Abstract

To measure the release of hydrolytic enzymes [elastase, cathepsin G and collagenase-2 (MMP-8)] from human polymorphonuclear leukocytes (PMNs) during interaction with strains of Enterococcus faecalis isolated from endodontic infections. Six E. faecalis strains isolated from treatment resistant cases of apical periodontitis were included in the study. Overnight cultures of the microbes were used for the experiments. PMNs were isolated using the Ficoll Paque technique, and their vitality was assessed throughout the experiments by the Trypan Blue exclusion test.

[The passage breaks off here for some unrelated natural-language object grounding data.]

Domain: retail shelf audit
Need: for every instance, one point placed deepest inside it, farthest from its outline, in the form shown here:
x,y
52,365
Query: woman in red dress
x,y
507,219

A known amount of microbes and PMNs were mixed in PBS at +37 degrees C in air, and the release of elastase, cathepsin G and MMP-8 was measured at 0, 20, 60 and 120 min after initiation of incubation. The activities of elastase and cathepsin G were analysed by spectrophotometer assays using specific synthetic peptide substrates, and MMP-8 by western immunoblotting quantitated by computer densitometry. PMNs incubated in buffer without any added microbes served as negative controls, cells incubated with 5 ng mL(-1) phorbol myristic acetate (PMA) served as a positive control. The 95% confidence interval was used to compare the relative amount of elastase and cathepsin G released from the samples. One E. faecalis strain induced a similar or higher elastase, cathepsin G and MMP-8 release than the positive control, whereas the other five strains induced only moderate or no release of the three enzymes examined as compared with the negative and positive controls. Western immunoblot revealed that released MMP-8 had molecular sizes of 60 and 75 kDa representing active and latent forms of MMP-8. In addition, >110 kDa high molecular size and a fragmented 20-30 kDa MMP-8 species could be observed. The majority of the E. faecalis strains induced little or no release of hydrolytic enzymes from the PMN cells. The finding may partly explain the clinical observation that root canal infections dominated by E. faecalis are usually symptom free.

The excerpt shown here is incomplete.